La baja en la demanda se sintió con fuerza en el primer semestre del 2024, tras la devaluación de diciembre de 2023, cuando los precios se dispararon y esto generó una retracción en las ventas generales en diferentes rubros. En este contexto, se estima que la caída en la demanda de cerveza artesanal fue de un 40% a nivel país, según un informe elaborado por la Cámara Argentina de Comercio y Servicios (CACS), en tanto que las marcas comerciales redujeron en ese entonces su oferta y su producción en un 25%. Esta cifra reflejó el retroceso en la capacidad de compra de los argentinos por la pérdida real del poder adquisitivo. Si bien los valores se estabilizaron luego de ese cimbronazo y hubo un recupero del consumo, todavía no llega a los caudales esperados.

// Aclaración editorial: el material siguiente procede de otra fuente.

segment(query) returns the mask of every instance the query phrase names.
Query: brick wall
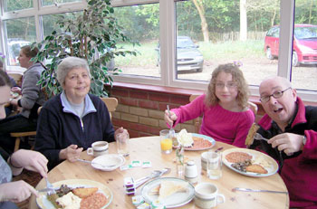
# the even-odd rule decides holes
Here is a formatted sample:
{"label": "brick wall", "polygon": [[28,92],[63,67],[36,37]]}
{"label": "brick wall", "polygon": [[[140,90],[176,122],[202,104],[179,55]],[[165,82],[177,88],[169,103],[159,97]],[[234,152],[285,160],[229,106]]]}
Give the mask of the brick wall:
{"label": "brick wall", "polygon": [[[170,109],[178,108],[189,102],[191,94],[201,94],[201,90],[185,90],[150,85],[139,85],[115,82],[109,87],[110,97],[118,99],[119,105],[112,114],[112,123],[117,129],[123,127],[128,129],[130,138],[158,136],[159,130],[168,128],[164,121],[164,111],[167,105]],[[250,99],[256,102],[255,99]],[[264,110],[258,105],[259,110],[255,120],[264,115]],[[195,132],[194,121],[178,124],[175,129],[186,128]]]}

Mariano Ledesma, propietario de Lagash, en Concepción del Uruguay, reconocida como una de las 10 mejores cervecerías artesanales del país y con múltiples premios, dialogó a UNO y confirmó: “En verano, y sobre todo en esta época con estos tremendos calores, la gente obviamente que aumenta su consumo de cerveza, pero lamentablemente está atado a la cuestión económica. Y en ese sentido nosotros vemos que, comparado con otros años, la demanda ha mermado por la situación económica del país. Se nota que la gente cuida mucho más el bolsillo y más cuando llega fin de mes, que es cuando los bares en general, y no solamente el nuestro, lo padecen. No hay un consumo como antes. La realidad es que las cosas van subiendo y la gente tiene un poder adquisitivo menor. Es lo que le pasa a todo el mundo”.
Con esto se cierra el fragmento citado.